Vidas Secas nos remete à reflexão da relação do homem com a natureza, à disputa de poder que se estabelece, independentemente do contexto e da situação, e à supremacia da raça humana em relação aos outros animais.O homem, desde os primórdios de sua existência mata e destrói a natureza em nome de sua sobrevivência. A disputa de poder sobre a terra, dos recursos naturais e as ameaças à sobrevivência são argumentos vazios que servem para justificar as atrocidades humanas. Nietszche, em sua obra Genealogia Moral diz:

"Então veio ao mundo a maior e mais perigosa das doenças, o homem doente de si mesmo, foi conseqüência de um divórcio violento com o passado animal, de um salto para novas situações, para novas condições de existência, de uma declaração de guerra contra antigos instintos que antes constituíam a sua força e o seu temível carácter.”

O isolamento do homem no contexto inóspito e cruel faz com que Fabiano se identifique muito mais com os animais, enquanto estes lhe são úteis, adquirindo inclusive, características físicas que lhe possibilitem a adaptação ao meio. Há uma regressão ao irracional em Fabiano, exigida na luta pela sobrevivência. Os pés endurecidos para suportar os espinhos e o calor da terra, é uma espécie de adaptação ao meio.Confundir-se e conversar com o cavalo é uma interação necessária e compensatória ante o isolamento em que Fabiano vive.O cavalo é na verdade, um aliado na luta pela sobrevivência.

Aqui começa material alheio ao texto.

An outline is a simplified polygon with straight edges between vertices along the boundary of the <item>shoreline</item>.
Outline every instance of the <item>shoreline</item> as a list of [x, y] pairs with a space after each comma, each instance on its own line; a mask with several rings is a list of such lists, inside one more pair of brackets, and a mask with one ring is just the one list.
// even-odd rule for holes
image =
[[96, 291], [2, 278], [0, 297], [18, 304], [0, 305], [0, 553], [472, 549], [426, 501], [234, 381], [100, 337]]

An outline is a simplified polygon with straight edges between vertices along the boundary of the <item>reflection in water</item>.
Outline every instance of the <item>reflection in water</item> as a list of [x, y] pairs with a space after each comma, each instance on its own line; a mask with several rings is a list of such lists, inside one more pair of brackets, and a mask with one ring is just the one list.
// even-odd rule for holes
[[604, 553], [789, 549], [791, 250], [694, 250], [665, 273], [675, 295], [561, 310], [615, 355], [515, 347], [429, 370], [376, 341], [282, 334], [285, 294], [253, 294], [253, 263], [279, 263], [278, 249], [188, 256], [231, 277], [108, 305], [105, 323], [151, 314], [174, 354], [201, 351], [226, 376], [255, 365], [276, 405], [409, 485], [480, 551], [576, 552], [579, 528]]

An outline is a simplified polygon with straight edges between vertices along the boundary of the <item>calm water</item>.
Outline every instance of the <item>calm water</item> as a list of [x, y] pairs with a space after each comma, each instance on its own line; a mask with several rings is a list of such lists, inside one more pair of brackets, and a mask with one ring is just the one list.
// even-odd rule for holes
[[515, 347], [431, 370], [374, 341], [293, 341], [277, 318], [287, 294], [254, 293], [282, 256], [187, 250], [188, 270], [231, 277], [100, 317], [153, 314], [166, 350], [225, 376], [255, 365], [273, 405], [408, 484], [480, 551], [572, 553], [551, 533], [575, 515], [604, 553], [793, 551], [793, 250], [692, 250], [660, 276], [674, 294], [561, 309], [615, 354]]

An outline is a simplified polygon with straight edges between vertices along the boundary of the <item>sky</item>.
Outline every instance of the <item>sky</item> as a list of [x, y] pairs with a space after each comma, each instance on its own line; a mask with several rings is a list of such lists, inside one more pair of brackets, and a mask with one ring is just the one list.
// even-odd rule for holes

“Assim, Fabiano vivia longe dos homens, só se dava bem com os animais. Os seus pés duros de espinhos não sentiam a quentura da terra. Montado, confundia-se com o cavalo, grudava-se a ele. E falava uma linguagem cantada, monossilábica e gutural, que o companheiro entendia. Em pé, não se agüentava bem. Pendia para um lado, para o outro lado, cambaio, torto e feio.”(P.19)

Ao não se agüentar mais de pé, o homem retoma sua condição de primata, voltando às origens e conseqüentemente ao ambiente primitivo em que viveram seus antepassados. Em Vidas Secas, o homem doente de si mesmo na iminência de retornar ao passado animal, retomando antigos instintos revela o visível processo de animalização pela perda da afetividade e pelo esvaziamento da linguagem. Onde o temível caráter e força se unem na atrocidade cometida contra o bicho de estimação.

Há de se refletir sobre as “Vidas Secas” de Graciliano Ramos, a relação do homem com a natureza nos mais diversos contextos e situações, onde a racionalidade tem um limite diretamente proporcional à justificativa de sobrevivência da raça humana no planeta. Matar e sobreviver são atitudes limítrofes entre racionalidade e irracionalidade no ser humano. Fabiano mata para que ele e a família sobrevivam a um possível contágio pelo animal. Em contrapartida a cadela Baleia é um oásis de afetividade no deserto de amor e solidariedade que assola o homem e sua irracional relação com a natureza.

BIBLIOGRAFIA CONSULTADA

RAMOS, G. Vidas Secas. 4ªed.São Paulo Record, 1982.

www.contracampo.com.br (15.27) 19/11/2005.

www.navedapalavra.com.br (15.30) 19/11/2005.